Prêts toxiques en francs suisses Helvet Immo : condamnation record pour BNP Paribas
BNP Personal Finance, filiale de BNP Paribas, a été condamnée à verser des dizaines de millions d’euros pour ses pratiques lors de la vente des prêts toxiques en francs suisses Helvet Immo. Fait rare, le juge a décidé de l’exécution provisoire de sa décision avec le « versement des dommages et intérêts alloués » aux victimes et à l’UFC-Que Choisir, partie civile dans le procès.
Non, l’épargnant n’est pas forcément un spéculateur avide qui vient se plaindre lorsque la bourse baisse ! Cette image est celle que la filiale de BNP Paribas aurait souhaité faire croire aux juges du tribunal correctionnel de Paris. Mais ce n’est pas le jugement que ce dernier a retenu dans l’affaire de la vente des prêts en francs suisses Helvet Immo. À travers sa filiale BNP Personal Finance (BNP-PF), le groupe a commercialisé en 2008 et 2009 des crédits immobiliers contractés en francs suisses mais remboursables en euros, en assurant aux emprunteurs que le cours euro/franc suisse était très stable. Résultat, quelque 4 600 emprunteurs ont été pris au piège de la hausse du franc suisse, qui a grimpé de 60 % face à l’euro en cinq ans. Le tribunal vient de condamner lourdement BNP-PF pour « pratiques commerciales trompeuses » et « recel de ce délit ». La banque doit verser de lourds dommages et intérêts aux épargnants (des dizaines de milliers d’euros selon les dossiers) et à trois associations de défense des consommateurs, dont l’UFC-Que Choisir qui s’était portée partie civile dans le procès. La banque dispose d’une dizaine de jours pour faire appel. Une décision de la Cour de cassation dans une affaire proche, concernant cette fois le Crédit agricole, est cependant de bon augure pour les emprunteurs.
TROMPERIE DÉLIBÉRÉE
La tromperie, c’est aussi ce qu’avait courageusement dénoncé Nathalie Chevallier. À l’époque de la commercialisation des prêts, cette dernière est directrice régionale de BNP Personal Finance Île-de-France. Courant 2015, elle accepte de parler aux journalistes puis de témoigner devant la justice. « J’ai alerté ma hiérarchie sur les risques de ce produit, a-t-elle ainsi déclaré le 17 septembre 2015 à la juge d’instruction Claire Thépaut. Résultat, elle subit des pressions de ses chefs pour se taire. Un témoignage qui a sûrement pesé dans la condamnation, hier, de la banque. D’autres documents révélés notamment par Que Choisir ont aussi montré, qu’à l’opposé des discours des commerciaux de BNP-PF aux clients sur la « sécurité » du produit, la banque était parfaitement au courant des risques importants qu’elle leur faisait courir.

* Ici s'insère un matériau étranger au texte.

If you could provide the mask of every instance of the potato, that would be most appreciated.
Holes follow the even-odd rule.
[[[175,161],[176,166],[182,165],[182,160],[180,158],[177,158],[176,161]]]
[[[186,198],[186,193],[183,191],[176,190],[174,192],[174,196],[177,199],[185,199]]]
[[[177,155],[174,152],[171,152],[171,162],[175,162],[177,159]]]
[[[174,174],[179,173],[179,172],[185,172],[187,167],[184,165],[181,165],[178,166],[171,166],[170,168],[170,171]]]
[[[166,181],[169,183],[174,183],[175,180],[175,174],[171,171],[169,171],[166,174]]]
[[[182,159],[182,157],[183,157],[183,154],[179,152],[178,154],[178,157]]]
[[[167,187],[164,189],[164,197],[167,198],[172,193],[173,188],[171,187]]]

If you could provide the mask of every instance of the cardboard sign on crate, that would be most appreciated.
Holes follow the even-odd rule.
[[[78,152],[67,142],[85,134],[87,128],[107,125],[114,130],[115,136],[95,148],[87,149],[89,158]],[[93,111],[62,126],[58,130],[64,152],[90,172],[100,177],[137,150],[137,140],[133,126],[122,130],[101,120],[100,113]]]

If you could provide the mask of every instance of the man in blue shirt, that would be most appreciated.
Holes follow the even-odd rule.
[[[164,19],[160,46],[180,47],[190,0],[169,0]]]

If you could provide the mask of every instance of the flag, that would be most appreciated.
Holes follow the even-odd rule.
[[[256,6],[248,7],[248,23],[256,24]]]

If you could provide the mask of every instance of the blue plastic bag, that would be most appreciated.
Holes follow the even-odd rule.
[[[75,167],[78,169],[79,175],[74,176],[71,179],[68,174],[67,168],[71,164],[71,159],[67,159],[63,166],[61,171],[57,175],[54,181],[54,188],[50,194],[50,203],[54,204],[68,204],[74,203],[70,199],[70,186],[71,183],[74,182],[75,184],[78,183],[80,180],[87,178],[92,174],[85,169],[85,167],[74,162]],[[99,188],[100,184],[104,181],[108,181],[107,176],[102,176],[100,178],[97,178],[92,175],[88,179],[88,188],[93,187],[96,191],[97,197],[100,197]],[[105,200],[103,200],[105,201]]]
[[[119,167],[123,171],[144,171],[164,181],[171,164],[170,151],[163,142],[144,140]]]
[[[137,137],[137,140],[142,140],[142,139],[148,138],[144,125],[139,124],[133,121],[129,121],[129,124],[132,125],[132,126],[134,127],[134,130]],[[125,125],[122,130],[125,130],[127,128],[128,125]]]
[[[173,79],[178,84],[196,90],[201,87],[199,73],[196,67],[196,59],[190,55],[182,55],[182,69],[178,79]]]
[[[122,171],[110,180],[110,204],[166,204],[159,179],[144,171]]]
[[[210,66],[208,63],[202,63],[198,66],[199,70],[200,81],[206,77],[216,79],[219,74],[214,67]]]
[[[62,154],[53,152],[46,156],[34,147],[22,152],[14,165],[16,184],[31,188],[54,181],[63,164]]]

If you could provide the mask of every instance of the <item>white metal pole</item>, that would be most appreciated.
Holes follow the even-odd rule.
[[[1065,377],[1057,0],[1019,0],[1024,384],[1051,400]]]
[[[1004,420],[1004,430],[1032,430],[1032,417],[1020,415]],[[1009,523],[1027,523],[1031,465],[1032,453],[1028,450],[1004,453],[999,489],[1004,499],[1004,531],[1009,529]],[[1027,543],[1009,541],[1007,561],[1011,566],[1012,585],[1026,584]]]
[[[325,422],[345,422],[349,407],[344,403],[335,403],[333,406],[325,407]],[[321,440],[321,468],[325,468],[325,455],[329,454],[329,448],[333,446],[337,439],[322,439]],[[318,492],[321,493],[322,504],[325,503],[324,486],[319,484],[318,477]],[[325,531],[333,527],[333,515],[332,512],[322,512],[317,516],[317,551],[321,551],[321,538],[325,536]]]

INDEMNISATION AU TITRE DE LA DÉFENSE DE L’INTÉRÊT GÉNÉRAL
Ce jugement est emblématique à double titre. Non seulement il reconnaît que les établissements financiers peuvent concevoir des produits en eux-mêmes trompeurs, sans que la bonne foi du particulier soit à rechercher. Ce point est fondamental à l’heure où la finance fait de plus en plus appel à des ingénieurs financiers pour élaborer des produits très complexes où même un consommateur un peu averti ne comprend plus rien ! Mais en outre, en accordant des dommages et intérêts record (1 million d’euros !) à deux associations de consommateurs parties prenantes au procès, les juges ont souligné l’importance de leur rôle dans la défense des épargnants, au nom de l’intérêt général. Dans ce dossier en particulier, Que Choisir avait lancé l’alerte en 2011, en soulevant que la filiale de BNP Paribas avait réalisé une opération de spéculation sur le dos des consommateurs ! L’UFC-Que Choisir avait saisi le TGI de Paris dès 2013, dans le cadre d’une intervention volontaire, avant de se porter partie civile dans le procès pénal en 2015. L’association perçoit aujourd’hui 1 million d’euros de dommages et intérêts au titre de la défense de l’intérêt collectif des consommateurs.